Basel II won’t affect most US banks, central banker says

The Basel II bank capital Accord will have virtually no effect on most US banks, US Federal Reserve Board vice-chairman Roger Ferguson said today.

The capital and regulatory structures being developed in Basel, Switzerland “will not affect the rules under which most, if not all, of the banks in this room will operate”, Ferguson told the annual convention of the North Carolina Bankers Association.

In a speech on the increasing complexity and risk management needs of US community and regional banks, Ferguson noted that the risk-based Basel II bank capital adequacy Accord was designed mainly for the world’s large, complex, internationally active banks. The operations and business needs of such banks have developed beyond the intended reach of the current, and simpler, Basel I capital requirements, he said.

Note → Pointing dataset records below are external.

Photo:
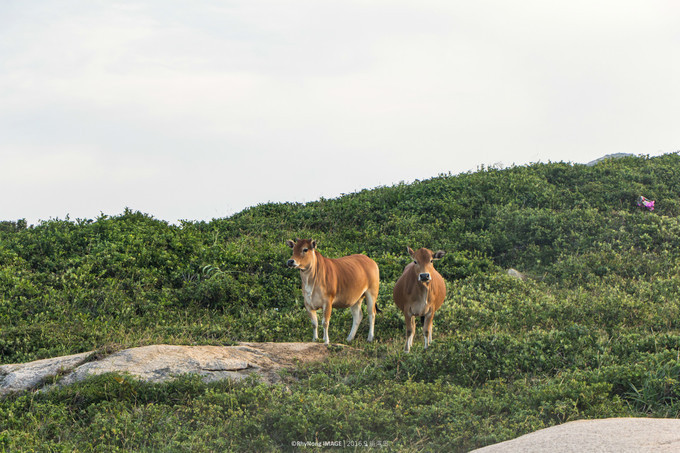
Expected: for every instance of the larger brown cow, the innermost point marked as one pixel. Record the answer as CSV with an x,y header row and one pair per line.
x,y
420,291
335,283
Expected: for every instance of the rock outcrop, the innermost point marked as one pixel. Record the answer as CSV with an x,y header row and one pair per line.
x,y
611,435
163,362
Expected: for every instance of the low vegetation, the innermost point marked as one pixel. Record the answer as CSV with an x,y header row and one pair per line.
x,y
593,332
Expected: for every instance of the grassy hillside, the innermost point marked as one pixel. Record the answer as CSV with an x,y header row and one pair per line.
x,y
595,331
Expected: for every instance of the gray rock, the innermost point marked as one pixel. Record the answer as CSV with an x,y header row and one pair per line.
x,y
517,274
164,362
612,435
24,376
608,156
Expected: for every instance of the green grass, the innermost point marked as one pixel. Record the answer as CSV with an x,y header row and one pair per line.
x,y
594,333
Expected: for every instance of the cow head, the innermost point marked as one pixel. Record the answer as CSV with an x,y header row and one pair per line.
x,y
423,260
303,253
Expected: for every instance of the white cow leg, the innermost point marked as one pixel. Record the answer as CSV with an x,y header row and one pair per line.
x,y
357,316
315,324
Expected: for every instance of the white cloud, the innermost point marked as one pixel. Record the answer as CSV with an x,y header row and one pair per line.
x,y
212,95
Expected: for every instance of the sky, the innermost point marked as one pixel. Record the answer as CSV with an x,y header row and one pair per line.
x,y
194,110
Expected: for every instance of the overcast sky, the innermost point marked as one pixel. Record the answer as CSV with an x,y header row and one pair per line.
x,y
198,109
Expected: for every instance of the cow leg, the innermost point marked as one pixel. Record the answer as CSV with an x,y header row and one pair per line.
x,y
357,315
315,324
327,308
427,328
370,308
410,331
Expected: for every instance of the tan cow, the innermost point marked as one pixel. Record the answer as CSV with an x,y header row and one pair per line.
x,y
335,283
420,291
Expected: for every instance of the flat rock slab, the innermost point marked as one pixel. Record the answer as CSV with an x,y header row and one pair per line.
x,y
611,435
160,363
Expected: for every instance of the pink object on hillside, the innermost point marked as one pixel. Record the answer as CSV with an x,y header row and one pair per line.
x,y
644,202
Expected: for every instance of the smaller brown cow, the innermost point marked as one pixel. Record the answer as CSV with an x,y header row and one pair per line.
x,y
335,283
419,292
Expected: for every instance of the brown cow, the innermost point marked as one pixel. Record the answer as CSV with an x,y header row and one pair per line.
x,y
420,291
335,283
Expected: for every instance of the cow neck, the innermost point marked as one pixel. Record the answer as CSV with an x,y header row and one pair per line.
x,y
421,287
311,271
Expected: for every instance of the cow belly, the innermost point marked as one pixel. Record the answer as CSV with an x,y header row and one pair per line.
x,y
419,307
348,298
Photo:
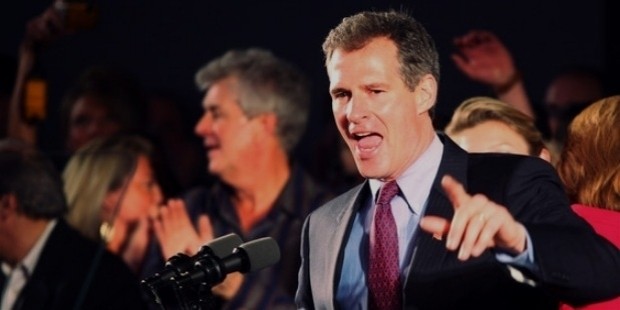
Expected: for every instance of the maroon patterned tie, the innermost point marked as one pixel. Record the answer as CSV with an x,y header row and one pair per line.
x,y
384,289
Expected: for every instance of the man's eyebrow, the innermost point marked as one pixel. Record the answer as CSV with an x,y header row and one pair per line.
x,y
338,90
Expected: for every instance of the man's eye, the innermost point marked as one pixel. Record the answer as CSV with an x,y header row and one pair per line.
x,y
341,95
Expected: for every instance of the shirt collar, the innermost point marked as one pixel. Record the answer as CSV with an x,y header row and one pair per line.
x,y
415,183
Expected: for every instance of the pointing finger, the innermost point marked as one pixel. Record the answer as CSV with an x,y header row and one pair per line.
x,y
455,191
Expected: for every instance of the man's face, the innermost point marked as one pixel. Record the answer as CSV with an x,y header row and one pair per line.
x,y
491,137
385,124
229,136
89,119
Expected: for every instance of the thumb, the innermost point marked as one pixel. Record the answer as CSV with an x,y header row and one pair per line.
x,y
205,229
435,225
455,191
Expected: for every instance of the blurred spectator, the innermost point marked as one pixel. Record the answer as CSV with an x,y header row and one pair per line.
x,y
45,263
482,57
179,151
590,170
484,124
255,111
111,188
103,101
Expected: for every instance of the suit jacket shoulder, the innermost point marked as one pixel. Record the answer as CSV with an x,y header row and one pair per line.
x,y
73,270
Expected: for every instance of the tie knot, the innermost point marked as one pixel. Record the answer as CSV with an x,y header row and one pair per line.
x,y
387,192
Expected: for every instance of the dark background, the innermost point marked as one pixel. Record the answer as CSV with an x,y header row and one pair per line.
x,y
163,43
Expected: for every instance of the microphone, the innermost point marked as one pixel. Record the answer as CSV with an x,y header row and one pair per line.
x,y
180,263
248,257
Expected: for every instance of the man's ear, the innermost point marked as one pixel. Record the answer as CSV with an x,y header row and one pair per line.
x,y
426,93
8,205
545,154
269,122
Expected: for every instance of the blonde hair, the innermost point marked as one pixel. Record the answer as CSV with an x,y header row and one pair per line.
x,y
477,110
589,164
99,167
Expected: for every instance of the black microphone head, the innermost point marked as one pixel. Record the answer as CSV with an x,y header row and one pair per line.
x,y
224,245
261,253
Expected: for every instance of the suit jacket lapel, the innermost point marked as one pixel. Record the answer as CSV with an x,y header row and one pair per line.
x,y
431,253
329,232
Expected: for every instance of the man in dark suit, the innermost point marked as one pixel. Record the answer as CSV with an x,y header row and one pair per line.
x,y
412,236
45,263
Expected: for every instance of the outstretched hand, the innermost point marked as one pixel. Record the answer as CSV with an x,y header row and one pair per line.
x,y
478,224
175,231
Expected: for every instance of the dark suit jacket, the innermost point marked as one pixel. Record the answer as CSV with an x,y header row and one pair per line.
x,y
62,273
573,263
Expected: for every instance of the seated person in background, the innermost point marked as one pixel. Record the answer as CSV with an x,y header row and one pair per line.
x,y
484,124
46,264
589,167
111,188
255,111
484,58
102,101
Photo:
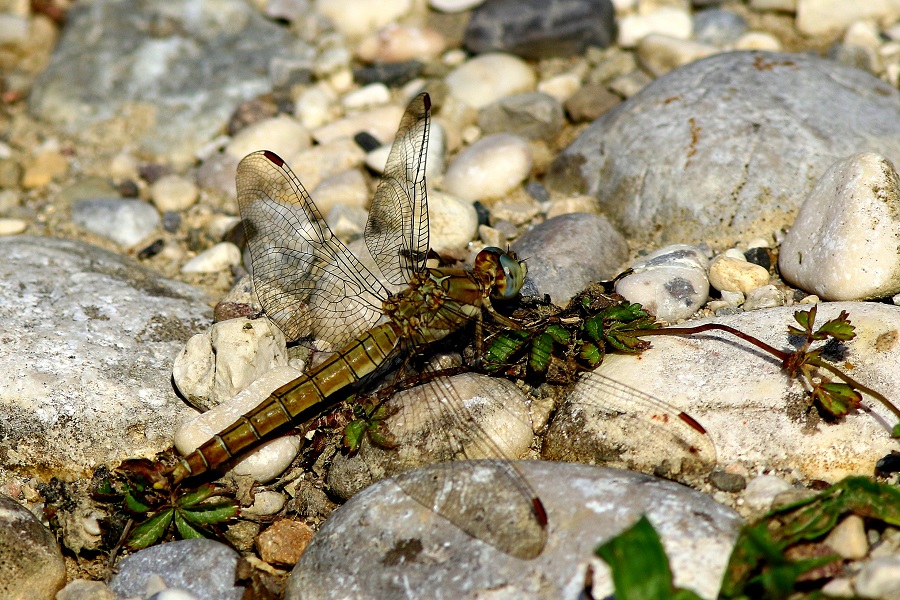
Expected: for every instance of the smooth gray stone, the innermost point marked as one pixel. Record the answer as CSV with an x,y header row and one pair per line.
x,y
727,147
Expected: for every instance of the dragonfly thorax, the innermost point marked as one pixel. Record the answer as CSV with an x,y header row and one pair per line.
x,y
436,303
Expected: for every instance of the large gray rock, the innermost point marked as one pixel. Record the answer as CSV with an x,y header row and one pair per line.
x,y
382,544
87,348
174,70
729,146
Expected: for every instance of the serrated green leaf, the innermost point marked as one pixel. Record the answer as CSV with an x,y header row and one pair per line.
x,y
837,398
839,328
208,514
640,568
150,531
185,529
136,504
353,434
199,495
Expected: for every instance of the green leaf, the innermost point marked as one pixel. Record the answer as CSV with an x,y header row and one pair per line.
x,y
839,328
640,568
150,531
837,398
136,504
199,495
353,434
208,514
186,529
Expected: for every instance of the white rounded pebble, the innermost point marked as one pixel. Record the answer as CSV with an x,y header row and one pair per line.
x,y
356,18
195,432
765,296
12,226
489,168
660,53
761,491
373,94
282,135
218,258
173,192
757,40
879,578
667,20
671,282
818,17
561,87
380,122
315,107
348,188
266,502
453,222
400,43
454,5
848,538
489,77
736,275
843,244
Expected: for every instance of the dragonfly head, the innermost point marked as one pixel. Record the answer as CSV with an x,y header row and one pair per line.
x,y
503,271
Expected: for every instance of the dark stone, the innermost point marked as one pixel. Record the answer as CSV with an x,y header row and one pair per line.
x,y
539,29
727,482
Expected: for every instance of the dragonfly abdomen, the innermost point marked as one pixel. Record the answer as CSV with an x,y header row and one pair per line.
x,y
358,359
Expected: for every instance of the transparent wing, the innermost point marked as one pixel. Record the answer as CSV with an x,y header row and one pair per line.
x,y
303,275
397,229
607,422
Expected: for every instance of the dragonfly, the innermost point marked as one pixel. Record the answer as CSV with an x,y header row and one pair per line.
x,y
310,284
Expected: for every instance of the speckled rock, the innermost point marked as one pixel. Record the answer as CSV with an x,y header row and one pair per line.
x,y
115,327
691,178
489,168
489,77
172,71
568,252
754,414
671,282
532,116
535,30
382,526
843,244
205,568
32,567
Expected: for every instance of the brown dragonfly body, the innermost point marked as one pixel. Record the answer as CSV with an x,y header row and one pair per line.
x,y
436,303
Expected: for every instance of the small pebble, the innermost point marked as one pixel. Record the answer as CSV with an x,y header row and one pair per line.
x,y
879,578
283,542
400,43
374,94
761,491
12,226
43,168
667,20
736,275
671,283
848,538
173,193
489,168
727,482
489,77
220,257
126,221
765,296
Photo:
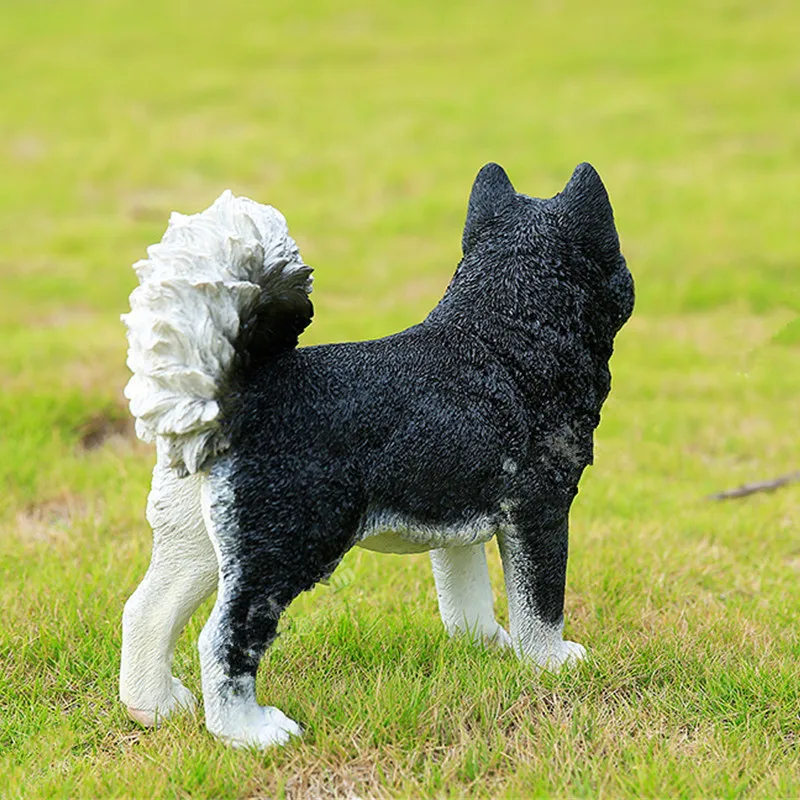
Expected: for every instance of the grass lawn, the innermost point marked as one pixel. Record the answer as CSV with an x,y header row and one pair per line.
x,y
365,125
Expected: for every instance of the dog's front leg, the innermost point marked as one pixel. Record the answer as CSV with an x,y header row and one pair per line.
x,y
534,553
465,595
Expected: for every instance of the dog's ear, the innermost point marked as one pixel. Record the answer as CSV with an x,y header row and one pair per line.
x,y
491,193
586,210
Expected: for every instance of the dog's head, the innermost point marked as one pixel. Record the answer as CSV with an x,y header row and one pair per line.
x,y
572,234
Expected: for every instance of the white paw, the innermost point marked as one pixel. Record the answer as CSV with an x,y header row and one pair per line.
x,y
273,728
179,699
567,654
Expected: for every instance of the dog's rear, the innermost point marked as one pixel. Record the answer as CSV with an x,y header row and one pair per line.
x,y
476,422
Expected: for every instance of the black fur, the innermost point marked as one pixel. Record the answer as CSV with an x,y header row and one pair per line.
x,y
511,366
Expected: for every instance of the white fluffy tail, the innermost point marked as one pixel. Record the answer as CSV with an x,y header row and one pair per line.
x,y
220,287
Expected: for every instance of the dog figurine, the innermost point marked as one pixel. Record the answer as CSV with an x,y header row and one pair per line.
x,y
274,461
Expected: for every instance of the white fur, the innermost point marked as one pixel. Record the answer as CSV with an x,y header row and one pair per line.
x,y
466,602
387,532
198,286
183,572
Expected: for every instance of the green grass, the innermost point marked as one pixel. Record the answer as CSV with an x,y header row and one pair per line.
x,y
365,124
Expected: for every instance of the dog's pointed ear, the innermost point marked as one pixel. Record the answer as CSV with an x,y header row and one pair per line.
x,y
491,192
587,211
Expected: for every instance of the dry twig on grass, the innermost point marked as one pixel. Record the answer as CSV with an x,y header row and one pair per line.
x,y
760,486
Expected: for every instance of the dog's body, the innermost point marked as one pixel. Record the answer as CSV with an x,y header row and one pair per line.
x,y
477,422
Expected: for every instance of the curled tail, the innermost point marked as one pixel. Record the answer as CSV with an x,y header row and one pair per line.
x,y
223,287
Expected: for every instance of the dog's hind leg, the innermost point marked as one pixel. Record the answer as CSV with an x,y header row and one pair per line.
x,y
465,595
534,552
183,572
271,546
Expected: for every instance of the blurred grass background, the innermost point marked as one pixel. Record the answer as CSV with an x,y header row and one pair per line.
x,y
365,124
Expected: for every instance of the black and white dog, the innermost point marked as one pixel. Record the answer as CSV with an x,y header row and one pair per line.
x,y
274,461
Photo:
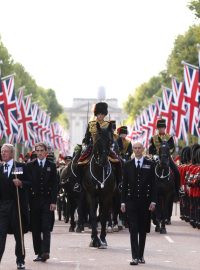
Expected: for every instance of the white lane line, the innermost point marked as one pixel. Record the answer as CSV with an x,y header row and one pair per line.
x,y
169,239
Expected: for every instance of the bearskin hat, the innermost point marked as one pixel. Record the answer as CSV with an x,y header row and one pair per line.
x,y
122,130
67,158
161,123
101,107
113,123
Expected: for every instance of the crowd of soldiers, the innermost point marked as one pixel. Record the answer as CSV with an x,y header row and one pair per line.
x,y
189,169
120,151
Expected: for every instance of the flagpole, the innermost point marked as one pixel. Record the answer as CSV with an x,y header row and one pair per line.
x,y
198,48
8,76
189,65
1,63
19,214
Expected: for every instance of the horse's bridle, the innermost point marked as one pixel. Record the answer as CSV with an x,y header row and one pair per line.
x,y
162,175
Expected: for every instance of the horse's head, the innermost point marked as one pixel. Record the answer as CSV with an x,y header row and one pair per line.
x,y
102,144
164,154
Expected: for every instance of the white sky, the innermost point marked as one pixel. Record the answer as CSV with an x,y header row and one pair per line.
x,y
76,46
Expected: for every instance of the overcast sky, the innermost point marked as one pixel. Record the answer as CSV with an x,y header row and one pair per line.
x,y
77,46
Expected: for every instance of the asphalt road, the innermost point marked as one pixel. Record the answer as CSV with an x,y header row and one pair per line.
x,y
178,249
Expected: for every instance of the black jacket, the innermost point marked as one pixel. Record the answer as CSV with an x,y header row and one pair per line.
x,y
8,191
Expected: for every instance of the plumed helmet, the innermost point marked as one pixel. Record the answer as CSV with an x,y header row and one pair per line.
x,y
113,122
122,130
161,123
101,107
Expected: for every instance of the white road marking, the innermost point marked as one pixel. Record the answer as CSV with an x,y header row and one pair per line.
x,y
169,239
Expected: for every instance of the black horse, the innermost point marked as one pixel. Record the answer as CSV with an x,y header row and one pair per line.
x,y
99,184
165,187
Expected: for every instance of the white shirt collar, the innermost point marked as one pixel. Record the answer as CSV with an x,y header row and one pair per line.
x,y
141,161
43,161
10,163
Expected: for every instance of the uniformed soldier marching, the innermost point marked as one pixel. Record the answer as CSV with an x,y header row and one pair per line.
x,y
124,144
138,199
43,196
14,215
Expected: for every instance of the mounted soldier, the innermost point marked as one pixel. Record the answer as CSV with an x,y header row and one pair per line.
x,y
155,143
161,136
124,144
100,112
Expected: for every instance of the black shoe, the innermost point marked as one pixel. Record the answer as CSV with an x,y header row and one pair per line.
x,y
44,257
38,259
134,262
141,260
20,266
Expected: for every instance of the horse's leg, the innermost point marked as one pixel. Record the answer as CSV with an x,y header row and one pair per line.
x,y
165,204
72,212
109,228
105,209
95,242
116,212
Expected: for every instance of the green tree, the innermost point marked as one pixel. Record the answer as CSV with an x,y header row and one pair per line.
x,y
195,7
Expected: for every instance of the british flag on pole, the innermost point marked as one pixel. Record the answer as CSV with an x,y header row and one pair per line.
x,y
191,94
26,132
166,110
178,109
9,108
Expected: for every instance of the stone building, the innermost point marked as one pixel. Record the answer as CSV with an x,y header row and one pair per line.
x,y
81,113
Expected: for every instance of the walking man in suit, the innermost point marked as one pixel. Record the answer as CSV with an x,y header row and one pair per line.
x,y
138,200
14,217
43,196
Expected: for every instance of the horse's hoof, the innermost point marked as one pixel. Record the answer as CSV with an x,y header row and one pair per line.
x,y
115,228
157,229
109,229
120,227
79,229
103,244
168,222
163,231
71,229
95,242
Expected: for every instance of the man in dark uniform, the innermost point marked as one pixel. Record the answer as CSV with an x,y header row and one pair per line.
x,y
155,143
159,137
14,216
43,196
138,199
124,144
100,112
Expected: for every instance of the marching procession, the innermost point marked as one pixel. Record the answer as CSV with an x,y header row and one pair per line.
x,y
99,185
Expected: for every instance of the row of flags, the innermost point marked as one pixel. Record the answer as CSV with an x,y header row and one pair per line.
x,y
23,121
179,106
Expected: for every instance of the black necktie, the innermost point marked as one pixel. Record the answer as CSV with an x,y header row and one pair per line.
x,y
6,170
138,166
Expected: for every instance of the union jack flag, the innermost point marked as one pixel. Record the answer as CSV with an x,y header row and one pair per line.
x,y
9,107
166,110
191,80
178,109
26,132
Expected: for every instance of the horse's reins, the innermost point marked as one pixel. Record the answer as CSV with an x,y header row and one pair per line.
x,y
161,176
104,179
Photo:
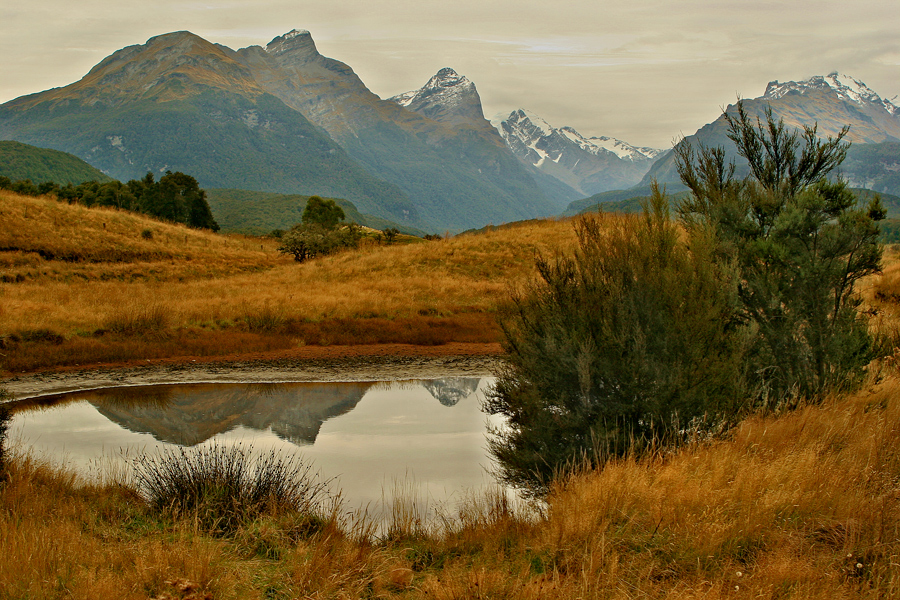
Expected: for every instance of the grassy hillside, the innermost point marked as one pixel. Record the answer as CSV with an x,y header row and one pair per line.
x,y
629,201
222,139
82,286
21,161
259,213
799,505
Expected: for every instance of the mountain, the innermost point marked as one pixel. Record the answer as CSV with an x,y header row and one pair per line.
x,y
448,97
458,174
20,161
829,102
181,103
450,390
587,165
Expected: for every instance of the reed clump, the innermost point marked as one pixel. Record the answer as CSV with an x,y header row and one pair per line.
x,y
111,293
802,504
223,487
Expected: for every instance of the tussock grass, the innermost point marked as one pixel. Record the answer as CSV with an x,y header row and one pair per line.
x,y
111,293
804,504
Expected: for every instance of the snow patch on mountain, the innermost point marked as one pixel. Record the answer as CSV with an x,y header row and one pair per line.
x,y
448,97
845,87
530,129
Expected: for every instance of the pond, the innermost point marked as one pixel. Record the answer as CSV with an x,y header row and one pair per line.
x,y
424,438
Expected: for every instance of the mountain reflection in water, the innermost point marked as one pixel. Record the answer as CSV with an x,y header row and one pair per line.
x,y
192,414
369,435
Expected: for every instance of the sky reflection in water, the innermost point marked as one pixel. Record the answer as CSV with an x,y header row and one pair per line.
x,y
373,437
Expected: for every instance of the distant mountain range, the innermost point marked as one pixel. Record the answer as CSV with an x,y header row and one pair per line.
x,y
588,165
830,102
283,119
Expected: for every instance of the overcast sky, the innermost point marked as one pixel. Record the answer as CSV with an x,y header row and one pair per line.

The complex Basel II Accord will determine from late 2006 how much of their assets major banks should set aside to guard against banking risks, including credit and market risks and, for the first time, operational risk.

But Basel regulators said while Basel II is intended in the first instance to apply to large, internationally active G10 banks, it is designed for banks of all sizes and nationalities. The European Commission, the ruling body of the European Union (EU), wants to introduce risk-based capital rules closely modelled on Basel II for all banks and investment firms in the 15-nation EU.

Over 100 countries have adopted the Basel I Accord, which dates from 1988. US regulators apply Basel I rules to all US banks.

Basel II is designed by the Basel Committee on Banking Supervision, the agency that in effect regulates international banking and which largely comprises banking supervisors from the Group of 10 (G10) leading economies.